Sommaire
- Les pays dirigés par un homme comptent deux fois plus de victimes du coronavirus
- La Belgique semble être l’exception qui confirme la règle
- Les Premières ministres ont mis en place le confinement plus rapidement et communiquent mieux
- Elles sont plus prudentes en matière de santé et moins réceptives aux risques économiques
Deux professeurs britanniques ont examiné si les pays dirigés par une femme sont plus efficaces dans la lutte contre la pandémie. Ils ont comparé les chiffres du coronavirus pour la période comprise entre la mi-février et le 19 mai 2020. Les chercheurs ont émis certaines réserves préalables. L’étude porte sur les premiers mois de la pandémie. Les données ne sont pas toujours très fiables, notamment par manque de tests. De plus, tous les pays ne comptabilisent pas les victimes du coronavirus de la même manière.
Curieusement, la Belgique n’est pas reprise dans l’étude. Nous ne pouvons que spéculer sur les raisons de la surmortalité du coronavirus dans notre pays dirigé par une Première ministre. Sommes-nous l’exception qui confirme la règle ?
Les pays dirigés par un homme déplorent proportionnellement deux fois plus de victimes du coronavirus que les pays avec une Première ministre.
Le bénéfice du confinement
Dans le reste du monde, la situation est tout autre que dans notre pays. Seuls 19 pays sont dirigés par une femme contre 174 par un homme. Les pays dirigés par un homme déplorent proportionnellement deux fois plus de victimes du coronavirus que les pays avec une Première ministre. Ces derniers comptent aussi moins de malades diagnostiqués.
Globalement, les pays dirigés par une femme ont annoncé un confinement total plus rapidement que leurs voisins.
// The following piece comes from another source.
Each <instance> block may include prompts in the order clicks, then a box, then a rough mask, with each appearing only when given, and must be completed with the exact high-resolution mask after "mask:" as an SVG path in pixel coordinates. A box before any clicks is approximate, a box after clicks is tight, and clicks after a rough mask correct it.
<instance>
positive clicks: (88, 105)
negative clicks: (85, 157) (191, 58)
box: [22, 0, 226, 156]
C’est sans doute la principale raison qui explique le nombre réduit de victimes.
Risque sanitaire vs risque économique
Le fait que les dirigeantes ont confiné plus rapidement la population est probablement lié à la plus grande aversion au risque des femmes. Mais à ce niveau, il est important de distinguer les risques. Annoncer un confinement permet de limiter fortement l’exposition des gens au virus. En matière de santé, on peut donc parler d’aversion au risque. Leur but était de réduire l’impact sanitaire de la pandémie.
Mais un confinement rapide revêt aussi un important risque économique. En d’autres termes, les dirigeantes ne font pas preuve d’aversion au risque en ce qui concerne les conséquences économiques. Les chercheurs expliquent cette différence par le rôle plus important de l’empathie et des émotions dans les prises de décision des femmes.
Les femmes ont un style de communication plus démocratique et participatif.Arne Maes
Style de communication
Une autre explication du meilleur bilan des pays dirigés par une femme est probablement liée au style de communication des femmes. Globalement, les hommes communiquent de façon plus orientée sur les tâches et les femmes, plus interpersonnelle. Les femmes ont un style de communication plus démocratique et participatif. Les études démontrent d’ailleurs que les compétences en matière de communication sont décisives pour qu’une femme soit élue.
Il est évident qu’une bonne communication contribue à une meilleure gestion de la crise. Pour s’en rendre compte, il suffit de comparer la communication de Jacinda Ardern (Nouvelle-Zélande) et Angela Merkel, d’une part, et de Jair Bolsonaro et Donald Trump, de l’autre.